Campaign Hierarchy

What This Page Answers

Campaign hierarchy is the structure that determines where objectives, budgets, audiences, bids, creative, and reporting live inside an ad account. Understanding hierarchy prevents two common mistakes: over-segmentation and uncontrolled automation.

Universal Hierarchy

Most platforms follow a similar pattern:

LevelTypical Controls
AccountBilling, permissions, pixels, catalogs, global settings
CampaignObjective, campaign type, budget strategy, major goal
Ad set / ad groupAudience, placements, bids, optimization event, schedule
Ad / assetCreative, copy, destination, tracking parameters

Names differ by platform, but the logic is consistent.

Platform Examples

Meta:

  • Campaign

  • Ad set

  • Ad

Google Search:

  • Campaign

  • Ad group

  • Ads, keywords, assets

Performance Max:

  • Campaign

  • Asset group

  • Listing group where feed-based

TikTok:

  • Campaign

  • Ad group

  • Ad

ChatGPT Ads:

  • Campaign and ad group style structures are emerging through Ads Manager Beta, but marketers should expect context, creative, budget, and measurement to be organized around campaign setup.

What Belongs Where

Campaign level:

  • Objective

  • Major budget logic

  • Campaign type

  • Geographic or business separation when needed

Ad set/ad group level:

  • Audience or targeting logic

  • Placement controls

  • Optimization event

  • Bid settings where available

  • Schedule

Ad level:

  • Creative

  • Copy

  • Landing page

  • UTM content

  • Asset-level test label

Good Hierarchy Principles

  • Separate only when the business decision is different.

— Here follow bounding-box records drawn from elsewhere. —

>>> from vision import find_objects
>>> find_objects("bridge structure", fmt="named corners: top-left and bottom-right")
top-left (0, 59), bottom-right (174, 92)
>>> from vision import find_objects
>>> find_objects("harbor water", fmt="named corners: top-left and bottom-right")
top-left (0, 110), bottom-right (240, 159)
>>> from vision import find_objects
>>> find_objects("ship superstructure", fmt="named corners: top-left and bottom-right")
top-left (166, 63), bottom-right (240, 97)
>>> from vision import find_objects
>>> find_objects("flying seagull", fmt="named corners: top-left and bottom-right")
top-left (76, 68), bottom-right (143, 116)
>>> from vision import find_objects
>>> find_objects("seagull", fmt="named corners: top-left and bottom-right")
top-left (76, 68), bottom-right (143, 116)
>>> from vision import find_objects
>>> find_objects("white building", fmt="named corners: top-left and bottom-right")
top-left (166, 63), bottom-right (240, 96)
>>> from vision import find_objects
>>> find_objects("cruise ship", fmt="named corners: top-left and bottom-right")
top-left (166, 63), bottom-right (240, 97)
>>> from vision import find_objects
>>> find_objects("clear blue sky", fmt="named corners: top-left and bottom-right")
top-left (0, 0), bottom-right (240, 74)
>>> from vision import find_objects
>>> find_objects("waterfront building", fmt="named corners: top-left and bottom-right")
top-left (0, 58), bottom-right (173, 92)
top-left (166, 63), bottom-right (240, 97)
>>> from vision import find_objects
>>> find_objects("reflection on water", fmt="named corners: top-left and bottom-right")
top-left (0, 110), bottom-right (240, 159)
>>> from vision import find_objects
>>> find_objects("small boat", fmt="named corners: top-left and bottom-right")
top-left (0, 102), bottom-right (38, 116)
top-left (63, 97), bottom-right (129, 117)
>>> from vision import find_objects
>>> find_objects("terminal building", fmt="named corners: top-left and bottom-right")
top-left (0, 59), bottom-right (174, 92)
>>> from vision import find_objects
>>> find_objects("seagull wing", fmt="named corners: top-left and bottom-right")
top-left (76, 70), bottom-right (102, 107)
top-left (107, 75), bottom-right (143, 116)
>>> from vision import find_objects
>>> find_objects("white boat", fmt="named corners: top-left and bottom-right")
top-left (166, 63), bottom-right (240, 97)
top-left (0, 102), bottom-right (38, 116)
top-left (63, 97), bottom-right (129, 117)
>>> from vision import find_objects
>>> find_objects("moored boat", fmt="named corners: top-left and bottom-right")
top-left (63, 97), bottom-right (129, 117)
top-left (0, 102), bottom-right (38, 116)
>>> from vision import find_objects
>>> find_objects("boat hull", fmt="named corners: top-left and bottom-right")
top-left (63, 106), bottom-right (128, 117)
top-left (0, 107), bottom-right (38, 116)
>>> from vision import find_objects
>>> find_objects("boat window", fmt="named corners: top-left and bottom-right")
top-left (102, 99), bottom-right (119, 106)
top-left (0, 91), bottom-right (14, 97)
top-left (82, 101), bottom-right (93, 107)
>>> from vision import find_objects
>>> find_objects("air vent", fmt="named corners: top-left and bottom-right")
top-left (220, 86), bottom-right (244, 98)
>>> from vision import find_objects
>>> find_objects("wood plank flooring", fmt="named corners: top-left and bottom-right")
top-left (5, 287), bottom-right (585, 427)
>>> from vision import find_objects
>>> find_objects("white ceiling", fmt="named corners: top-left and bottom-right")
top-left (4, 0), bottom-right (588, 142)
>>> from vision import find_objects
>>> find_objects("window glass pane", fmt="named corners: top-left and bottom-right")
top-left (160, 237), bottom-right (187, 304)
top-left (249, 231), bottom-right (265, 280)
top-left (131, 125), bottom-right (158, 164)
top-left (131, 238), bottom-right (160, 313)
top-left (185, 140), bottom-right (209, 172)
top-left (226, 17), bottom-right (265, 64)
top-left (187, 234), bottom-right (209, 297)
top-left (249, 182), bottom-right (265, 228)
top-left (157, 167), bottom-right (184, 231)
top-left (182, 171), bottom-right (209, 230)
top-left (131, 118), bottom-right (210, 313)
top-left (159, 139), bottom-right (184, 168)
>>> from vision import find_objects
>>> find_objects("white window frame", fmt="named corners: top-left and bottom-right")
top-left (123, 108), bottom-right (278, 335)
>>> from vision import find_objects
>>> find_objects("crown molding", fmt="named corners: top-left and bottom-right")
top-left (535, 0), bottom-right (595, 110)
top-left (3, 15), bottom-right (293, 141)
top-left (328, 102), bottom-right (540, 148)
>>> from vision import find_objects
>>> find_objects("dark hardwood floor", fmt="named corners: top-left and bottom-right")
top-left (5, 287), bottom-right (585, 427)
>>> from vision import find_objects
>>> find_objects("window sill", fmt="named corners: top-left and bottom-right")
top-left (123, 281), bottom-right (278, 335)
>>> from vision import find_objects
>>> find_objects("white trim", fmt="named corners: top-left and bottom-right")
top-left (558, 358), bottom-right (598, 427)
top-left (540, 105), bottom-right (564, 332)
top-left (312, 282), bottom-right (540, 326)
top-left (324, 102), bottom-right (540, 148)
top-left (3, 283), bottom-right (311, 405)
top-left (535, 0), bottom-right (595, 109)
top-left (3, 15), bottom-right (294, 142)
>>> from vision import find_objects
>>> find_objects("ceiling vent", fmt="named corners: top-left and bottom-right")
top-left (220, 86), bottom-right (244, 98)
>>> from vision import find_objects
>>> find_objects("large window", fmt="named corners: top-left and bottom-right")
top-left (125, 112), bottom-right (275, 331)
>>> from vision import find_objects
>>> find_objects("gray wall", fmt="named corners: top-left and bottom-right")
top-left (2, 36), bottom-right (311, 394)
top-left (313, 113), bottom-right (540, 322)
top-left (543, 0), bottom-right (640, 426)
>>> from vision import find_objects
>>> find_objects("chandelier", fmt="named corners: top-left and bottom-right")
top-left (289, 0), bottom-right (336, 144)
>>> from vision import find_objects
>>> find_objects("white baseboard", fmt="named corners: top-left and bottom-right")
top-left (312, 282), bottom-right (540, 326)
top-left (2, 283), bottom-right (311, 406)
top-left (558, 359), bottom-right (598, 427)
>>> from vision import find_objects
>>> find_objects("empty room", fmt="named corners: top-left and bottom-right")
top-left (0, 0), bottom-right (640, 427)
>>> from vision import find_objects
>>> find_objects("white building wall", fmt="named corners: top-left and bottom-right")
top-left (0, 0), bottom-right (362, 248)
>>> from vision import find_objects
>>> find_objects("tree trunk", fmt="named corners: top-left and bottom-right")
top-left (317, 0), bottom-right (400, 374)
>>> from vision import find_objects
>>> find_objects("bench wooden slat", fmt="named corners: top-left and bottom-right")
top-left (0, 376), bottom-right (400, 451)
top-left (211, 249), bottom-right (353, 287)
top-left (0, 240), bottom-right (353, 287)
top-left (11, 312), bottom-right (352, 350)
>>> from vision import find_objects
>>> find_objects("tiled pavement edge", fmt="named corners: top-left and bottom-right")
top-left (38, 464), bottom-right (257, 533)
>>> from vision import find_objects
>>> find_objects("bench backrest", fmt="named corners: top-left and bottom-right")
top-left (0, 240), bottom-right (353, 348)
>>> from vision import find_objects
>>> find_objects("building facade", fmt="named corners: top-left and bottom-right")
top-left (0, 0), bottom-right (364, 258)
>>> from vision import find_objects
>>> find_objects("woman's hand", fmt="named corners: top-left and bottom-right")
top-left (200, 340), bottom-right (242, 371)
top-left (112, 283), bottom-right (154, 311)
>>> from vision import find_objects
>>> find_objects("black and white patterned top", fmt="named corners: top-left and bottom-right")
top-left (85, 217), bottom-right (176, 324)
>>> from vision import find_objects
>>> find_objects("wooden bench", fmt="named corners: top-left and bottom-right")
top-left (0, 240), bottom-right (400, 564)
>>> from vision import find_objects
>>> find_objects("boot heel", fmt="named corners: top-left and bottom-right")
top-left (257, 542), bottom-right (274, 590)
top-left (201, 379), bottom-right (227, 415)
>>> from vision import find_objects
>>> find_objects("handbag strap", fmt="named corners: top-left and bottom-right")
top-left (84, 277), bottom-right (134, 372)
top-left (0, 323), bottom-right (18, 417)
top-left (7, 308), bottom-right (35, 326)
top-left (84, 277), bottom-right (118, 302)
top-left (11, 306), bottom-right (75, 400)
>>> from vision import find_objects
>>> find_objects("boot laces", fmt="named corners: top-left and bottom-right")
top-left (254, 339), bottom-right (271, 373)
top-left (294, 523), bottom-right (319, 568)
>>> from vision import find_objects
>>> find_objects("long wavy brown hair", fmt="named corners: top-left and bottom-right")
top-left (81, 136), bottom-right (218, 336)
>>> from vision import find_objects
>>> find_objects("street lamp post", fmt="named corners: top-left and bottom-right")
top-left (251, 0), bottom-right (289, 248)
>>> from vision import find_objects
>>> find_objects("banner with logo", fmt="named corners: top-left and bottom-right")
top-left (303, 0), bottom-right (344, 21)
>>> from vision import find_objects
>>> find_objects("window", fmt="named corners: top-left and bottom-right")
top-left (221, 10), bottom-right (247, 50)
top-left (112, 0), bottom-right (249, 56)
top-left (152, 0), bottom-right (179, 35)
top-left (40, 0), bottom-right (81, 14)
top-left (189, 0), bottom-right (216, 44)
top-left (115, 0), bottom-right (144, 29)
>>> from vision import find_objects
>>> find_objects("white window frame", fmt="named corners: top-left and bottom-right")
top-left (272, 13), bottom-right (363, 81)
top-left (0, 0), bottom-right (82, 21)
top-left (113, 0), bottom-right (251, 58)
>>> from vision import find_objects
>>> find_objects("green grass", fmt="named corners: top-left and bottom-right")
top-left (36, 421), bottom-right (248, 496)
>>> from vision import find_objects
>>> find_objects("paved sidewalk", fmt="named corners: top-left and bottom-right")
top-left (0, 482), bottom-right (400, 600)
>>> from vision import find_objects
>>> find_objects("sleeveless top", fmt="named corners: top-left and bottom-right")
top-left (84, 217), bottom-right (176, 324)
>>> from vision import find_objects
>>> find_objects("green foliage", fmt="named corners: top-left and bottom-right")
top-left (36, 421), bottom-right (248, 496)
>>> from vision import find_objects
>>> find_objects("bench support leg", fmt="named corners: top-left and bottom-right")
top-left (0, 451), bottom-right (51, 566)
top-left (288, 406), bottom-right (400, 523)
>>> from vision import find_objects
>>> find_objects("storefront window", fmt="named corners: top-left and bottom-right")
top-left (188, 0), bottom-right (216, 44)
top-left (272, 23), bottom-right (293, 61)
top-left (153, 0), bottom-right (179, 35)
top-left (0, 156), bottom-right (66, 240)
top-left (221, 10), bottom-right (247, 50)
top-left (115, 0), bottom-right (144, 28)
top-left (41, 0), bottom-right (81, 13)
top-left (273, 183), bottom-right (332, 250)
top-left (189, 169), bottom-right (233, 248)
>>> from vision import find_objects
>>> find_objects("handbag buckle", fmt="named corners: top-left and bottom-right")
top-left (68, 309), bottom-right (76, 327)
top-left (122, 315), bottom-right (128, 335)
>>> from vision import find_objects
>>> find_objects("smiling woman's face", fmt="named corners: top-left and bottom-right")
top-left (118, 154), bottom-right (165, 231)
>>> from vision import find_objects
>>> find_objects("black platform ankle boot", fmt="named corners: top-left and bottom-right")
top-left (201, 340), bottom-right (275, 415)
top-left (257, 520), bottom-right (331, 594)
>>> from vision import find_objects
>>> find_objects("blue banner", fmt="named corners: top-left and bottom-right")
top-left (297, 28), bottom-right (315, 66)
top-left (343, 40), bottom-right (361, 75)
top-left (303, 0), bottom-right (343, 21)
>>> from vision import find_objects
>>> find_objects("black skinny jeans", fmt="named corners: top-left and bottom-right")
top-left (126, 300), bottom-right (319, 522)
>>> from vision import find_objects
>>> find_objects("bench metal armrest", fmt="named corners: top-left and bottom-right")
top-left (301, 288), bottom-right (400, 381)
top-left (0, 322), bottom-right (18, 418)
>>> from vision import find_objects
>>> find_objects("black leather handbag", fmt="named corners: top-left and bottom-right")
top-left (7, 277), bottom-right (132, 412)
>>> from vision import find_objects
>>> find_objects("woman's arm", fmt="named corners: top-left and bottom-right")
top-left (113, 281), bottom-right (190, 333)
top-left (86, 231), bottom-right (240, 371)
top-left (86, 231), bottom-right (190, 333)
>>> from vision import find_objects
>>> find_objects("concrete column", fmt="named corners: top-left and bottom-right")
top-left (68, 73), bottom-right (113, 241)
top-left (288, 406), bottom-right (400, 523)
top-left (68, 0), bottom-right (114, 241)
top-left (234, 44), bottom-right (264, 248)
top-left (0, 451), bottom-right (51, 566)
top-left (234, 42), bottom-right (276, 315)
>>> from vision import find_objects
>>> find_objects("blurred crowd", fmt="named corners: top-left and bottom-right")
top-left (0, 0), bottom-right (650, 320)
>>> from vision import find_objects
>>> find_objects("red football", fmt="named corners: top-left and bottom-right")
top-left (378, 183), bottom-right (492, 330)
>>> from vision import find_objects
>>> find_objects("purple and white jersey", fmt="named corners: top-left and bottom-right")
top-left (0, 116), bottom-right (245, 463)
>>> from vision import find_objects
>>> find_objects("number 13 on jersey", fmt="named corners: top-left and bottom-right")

  • Consolidate when signal density matters more than reporting granularity.

  • Keep budget where the platform can use it.

  • Put creative tests where results are readable.

  • Avoid tiny ad sets that cannot learn.

  • Keep naming consistent.

Practical Rule

Campaign hierarchy is not an org chart. It is a control system for signal, budget, and learning.